Emerging out from three decades of hiding, Onoda walked proud but emaciated while wearing his 30-year-old tattered uniform and patched many times over. He also had his official sword with him during the surrender, still kept in good condition.

In 1945, when the U.S. liberated the Philippines and defeated the Japanese invaders, Hiroo Onoda hid in the jungles. He strictly followed the command of his superiors to stay behind and spy on the Americans. Most Japanese soldiers in World War II were taught to pledge ultimate loyalty to their emperor and to their nation. They believed that war is a sacred mission and it is better to die than surrender to the enemies.

Yoshihide Suga, a Japanese government official, praised Onoda’s unbreakable spirit and determination to live despite the harsh and difficult condition of his environment. After World War II, Mr. Onoda lived in the jungle for many years and when he returned to Japan, he felt that finally, the war was finished. “That’s how I felt.” Suga added.

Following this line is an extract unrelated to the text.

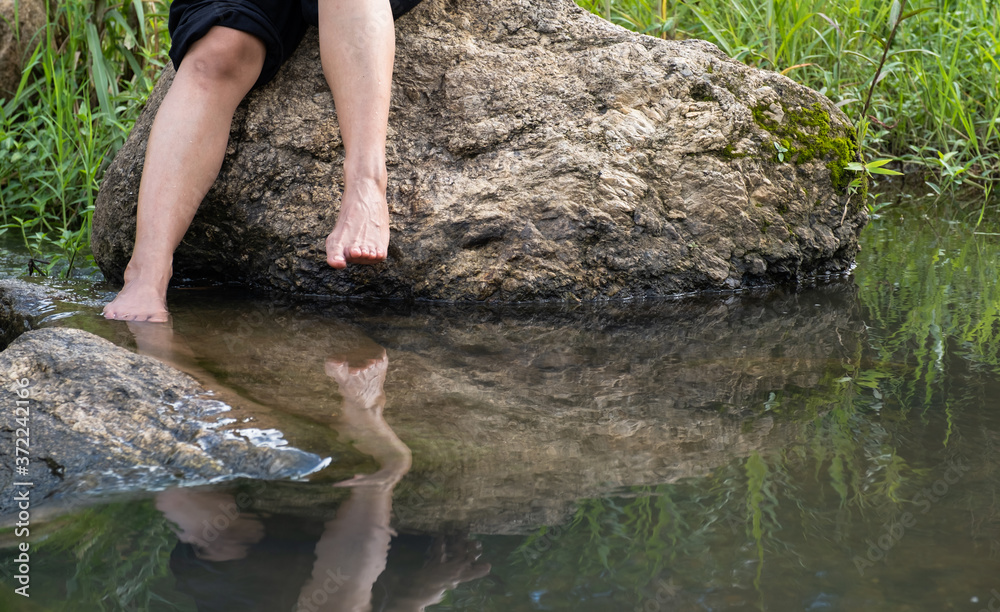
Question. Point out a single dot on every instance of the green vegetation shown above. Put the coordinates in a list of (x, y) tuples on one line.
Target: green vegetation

Previous efforts by family members to locate him proved difficult. They used loudspeakers and dropped leaflets in the jungles of Lubang, Occidental Mindoro, from a helicopter urging him to surrender. Until finally, on February 20, 1974, Norio Suzuki pitched camp in the clearings of the jungle and waited. Onoda called out to him and they began to talk. Suzuki immediately returned to Japan to locate Onoda’s former commander, Major Yoshimi Taniguchi, so that he can personally deliver the surrender order to Onoda.

Hiroo Onoda was a son of a teacher and three years after finishing high school he was drafted in the military in 1942. He was sent to Lubang, about 150 kilometers southwest of Manila, to spy on the Americans. When the Americans landed on Lubang in 1945, most of the Japanese soldiers surrendered, but others remained in hiding, including Onoda.

He survived in the jungle by stealing rice, coconuts and bananas from local residents and shooting down their cows for some meat. These incidents triggered occasional clashes between Onoda and the residents and he sometimes killed villagers he mistook as enemies.

When he returned to Japan, he was welcomed with celebratory parades and speeches by government officials. This gave Japan a post-war pride eroded by the nation’s defeat in World War II. The Japanese were reminded that duty and perseverance are still important.

Hiroo Onoda admitted in later interviews that he thought the leaflets being dropped by helicopters declaring war is over and the war has been lost were just propaganda of the enemies. Thus, together with a few remaining stragglers, he still hid in the jungle’s interiors. Onoda was the last Japanese straggler standing after his comrades were either shot dead, captured or earlier surrendered. During his own surrender to then Philippine President Ferdinand Marcos, he presented his sword; however, the president returned it to him and pardoned him for the crimes he committed while in hiding, because all the while Onoda thought that he was still at war.

Hiroo Onoda, after returning to Japan, then bought a ranch in Brazil, which is also populated by several Japanese families. He married Machie Onuki, a former tea-ceremony hostess from Tokyo, in 1976 and later established a school in Japan that taught jungle survival skills to students. He was known by his students as “Uncle Jungle.” In the eyes of the Japanese, Hiroo Onoda, as Japan’s last World War II straggler, is considered a national hero.